"Astle, do you ever think you will be a member of Mensa?" My old high school chum Arthole was and still is a real funny guy. "Right now I am getting a mental image of your picture in the Madison News," he said, "The headline will say, 'Robert Astle, local moron, awarded Mensa membership.' Can you see it? I know I can!" Whenever I had trouble doing something simple, like changing a tire, Arthole would always give me a load of his sarcastic yapper. "Astle, I am going to call Mensa and tell them they have a candidate. That's if you can ever figure out how to change the tire."
It took a little longer than usual, but I managed to do it. Both of us hopped back into the car and then he said - "Astle, there should be a law outlawing people as dumb as you. A lot of times I wonder how you get up in the morning and tie your shoes. That's how bleeping stupid you are." He ran his mouth a few minutes longer and then I said, "Shut up for a minute! Something is not right. I don't think I got the tire on tight enough.

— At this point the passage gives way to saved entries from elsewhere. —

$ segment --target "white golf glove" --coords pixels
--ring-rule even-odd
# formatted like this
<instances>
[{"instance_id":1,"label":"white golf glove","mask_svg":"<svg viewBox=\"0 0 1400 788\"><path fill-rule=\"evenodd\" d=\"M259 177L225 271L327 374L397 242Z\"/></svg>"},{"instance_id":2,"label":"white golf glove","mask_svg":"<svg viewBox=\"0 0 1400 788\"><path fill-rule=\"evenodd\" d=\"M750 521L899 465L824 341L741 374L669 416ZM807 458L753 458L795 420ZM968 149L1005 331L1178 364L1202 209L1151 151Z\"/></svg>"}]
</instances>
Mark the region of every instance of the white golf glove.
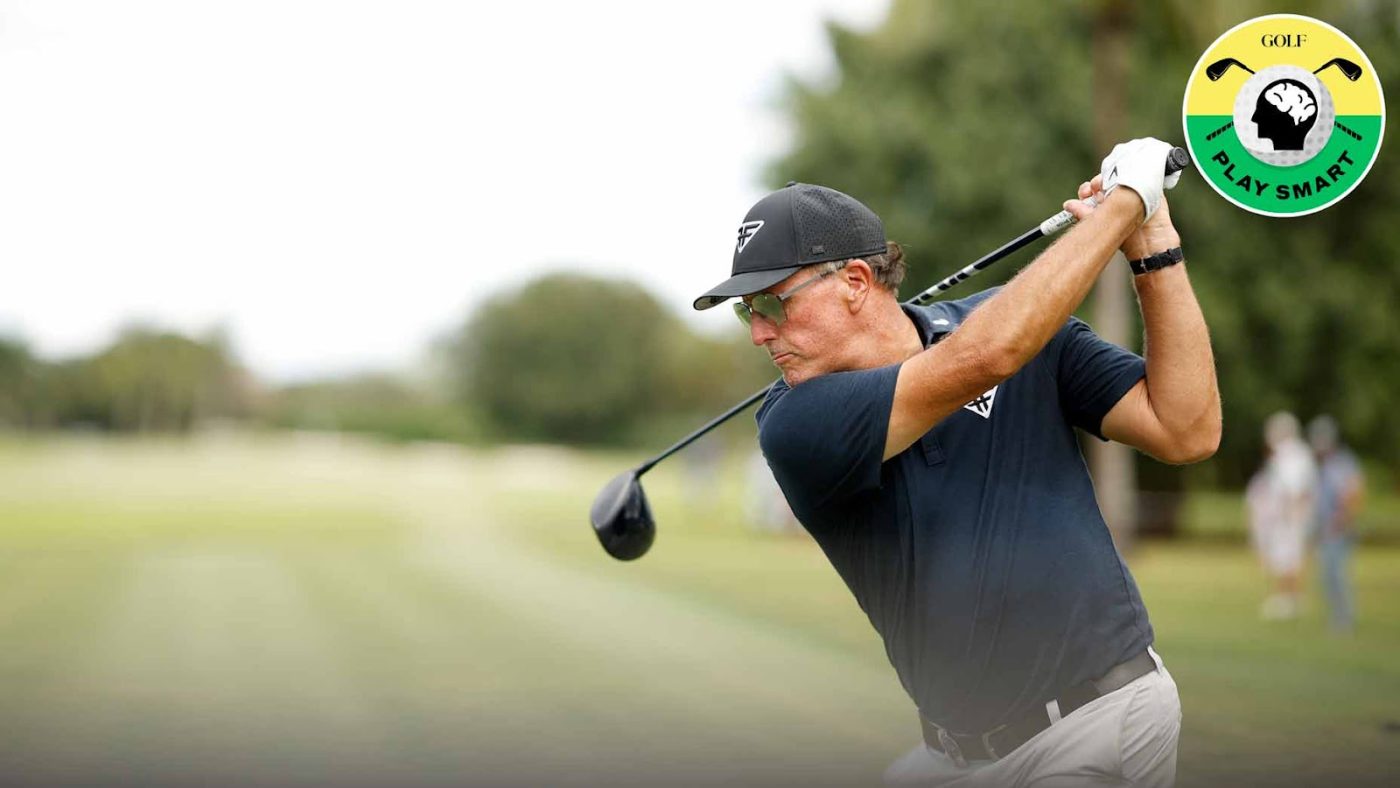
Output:
<instances>
[{"instance_id":1,"label":"white golf glove","mask_svg":"<svg viewBox=\"0 0 1400 788\"><path fill-rule=\"evenodd\" d=\"M1143 221L1152 218L1162 204L1162 190L1170 189L1181 180L1181 173L1166 175L1167 155L1172 146L1152 137L1129 140L1113 146L1103 160L1103 190L1107 194L1117 186L1127 186L1142 198Z\"/></svg>"}]
</instances>

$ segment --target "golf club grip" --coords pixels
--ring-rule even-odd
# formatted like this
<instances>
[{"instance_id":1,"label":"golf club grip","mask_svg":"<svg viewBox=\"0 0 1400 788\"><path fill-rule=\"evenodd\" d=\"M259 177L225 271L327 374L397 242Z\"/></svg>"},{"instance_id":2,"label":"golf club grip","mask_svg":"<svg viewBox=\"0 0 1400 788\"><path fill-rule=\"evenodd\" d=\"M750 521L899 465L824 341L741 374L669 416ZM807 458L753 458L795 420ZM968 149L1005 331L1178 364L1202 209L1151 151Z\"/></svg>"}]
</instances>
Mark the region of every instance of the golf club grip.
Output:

I am going to pull over and check it out." I pull to the side of the road, get out of the car, walk to the back, open the trunk and pretend to grab the jack out of the back. "Goddamn boy," I hear him say from the passenger seat, "I knew I should have changed the tire myself instead of leaving it to an imbecile like you. After I take a piss I will do it." He then gets out of the car; takes about twenty steps to the side of the road, pulls out his Johnson and starts pissing. That was the break I was looking for:
"Arthole!" I yelled as I closed the trunk and jumped back into the driver's seat, "Go bleep yourself! Who's the Mensa member now?" I threw the car in reverse to put a little more distance between us. Before I could get it in second I hear a loud thump. I look out the windshield and he is straddled across the hood with his pants half down. "Astle, I am not falling for this trick again. Stop the car and let me in!" I thought about taking off anyways - but then I thought again. What if he fell off and killed himself? So I stopped the car to let him in. When he gets in I notice his pants are wet. "What the hell," I say to him. After the statement he looks at me and says, "I was in the middle of pissing when you were taking off. I didn't get to fully finish so this is what happened."
I begrudgingly accepted the fact a long time ago that I was never going to be a member of Mensa. That is how life go's most of the time. Before I end this post I must share another absolute certainty with everyone. My old high school chum Arthole...No Mensa membership for him either!